L’année dernière le journal Le Figaro datant du 07 avril 2014 titrait « Paul Kagame, l’homme qui n’aime pas la France ». Et le journaliste Tanguy Barthemet de poursuivre : « la France est en fait un bouc émissaire idéal. Si Paris sous-estime son rôle au Rwanda, refusant notamment de faire des excuses, contrairement à la Belgique, à l’ONU ou aux États-Unis, Paul Kagame le surestime, sans doute volontairement ».

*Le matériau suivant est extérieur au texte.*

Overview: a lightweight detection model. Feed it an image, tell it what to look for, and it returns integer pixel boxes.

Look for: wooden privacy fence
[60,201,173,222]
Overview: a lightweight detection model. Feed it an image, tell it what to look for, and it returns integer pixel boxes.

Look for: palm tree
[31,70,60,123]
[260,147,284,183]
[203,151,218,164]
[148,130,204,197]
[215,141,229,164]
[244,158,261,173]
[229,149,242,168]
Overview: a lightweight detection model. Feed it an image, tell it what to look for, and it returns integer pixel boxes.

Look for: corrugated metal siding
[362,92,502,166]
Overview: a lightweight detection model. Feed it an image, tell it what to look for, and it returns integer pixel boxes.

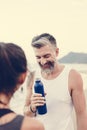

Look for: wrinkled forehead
[32,38,54,48]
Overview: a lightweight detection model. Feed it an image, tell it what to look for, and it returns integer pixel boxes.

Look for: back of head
[31,33,57,48]
[0,42,27,94]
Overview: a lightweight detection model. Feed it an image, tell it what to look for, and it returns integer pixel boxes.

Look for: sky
[0,0,87,63]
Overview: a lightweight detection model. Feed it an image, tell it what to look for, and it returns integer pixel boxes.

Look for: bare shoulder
[21,116,44,130]
[69,69,83,90]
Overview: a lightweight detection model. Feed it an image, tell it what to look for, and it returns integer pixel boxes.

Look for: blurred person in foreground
[24,33,87,130]
[0,42,44,130]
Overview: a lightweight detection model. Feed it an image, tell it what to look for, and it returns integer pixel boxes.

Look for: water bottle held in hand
[34,78,47,114]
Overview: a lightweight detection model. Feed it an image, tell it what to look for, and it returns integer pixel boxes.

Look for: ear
[56,48,59,56]
[18,72,27,84]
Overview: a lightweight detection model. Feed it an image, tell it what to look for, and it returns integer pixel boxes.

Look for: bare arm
[69,70,87,130]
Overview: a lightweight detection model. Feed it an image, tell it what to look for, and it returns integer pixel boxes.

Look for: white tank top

« Mais d’où vient vraiment cette haine »? se demande le journaliste du Figaro. A 57 ans, président depuis 15 ans, après le poste de vice-présidence dès juillet 1994, le général Paul Kagame est réellement le véritable « commandant de bord » depuis 21 ans. Il dirige avec une main de fer. Aussi bien incontestable que redouté par son entourage, le président Kagame est capable de bousculer les codes même au-delà des frontières. Quand il s’agit de défendre ses intérêts, il se permet, sans états d’âme, de faire preuve d’absence du respect de conventions, relève un diplomate français.
Le Figaro rappelle que c’est dans le maquis que naît l’hostilité de Paul Kagame à la France. En effet, il n’a jamais digéré le soutien français à l’armée légaliste de Kigali. Et ce fut particulièrement amer au moment où il était à la tête d’une rébellion en guerre atroce contre le Rwanda. Un mépris et une méfiance qui étaient probablement réciproques à cette époque. Ainsi en 1991, alors qu’il se rend à Paris pour discuter d’un éventuel cessez-le-feu, il est placé 12 heures en garde à vue.
Paul Kagame a gardé une dent contre la France. Il ne l’aime pas, au moins ses responsables, et ne s’en cache pas vraiment. C’est son ennemi favori, souligne Tanguy Berthemet du Figaro. La France est en fait un bouc émissaire idéal. Si Paris sous-estime son rôle au Rwanda, refusant notamment de faire des excuses, contrairement à la Belgique, à l’ONU ou aux États-Unis, Paul Kagame le surestime, sans doute volontairement.
Y-a-il une stigmatisation envers la France ?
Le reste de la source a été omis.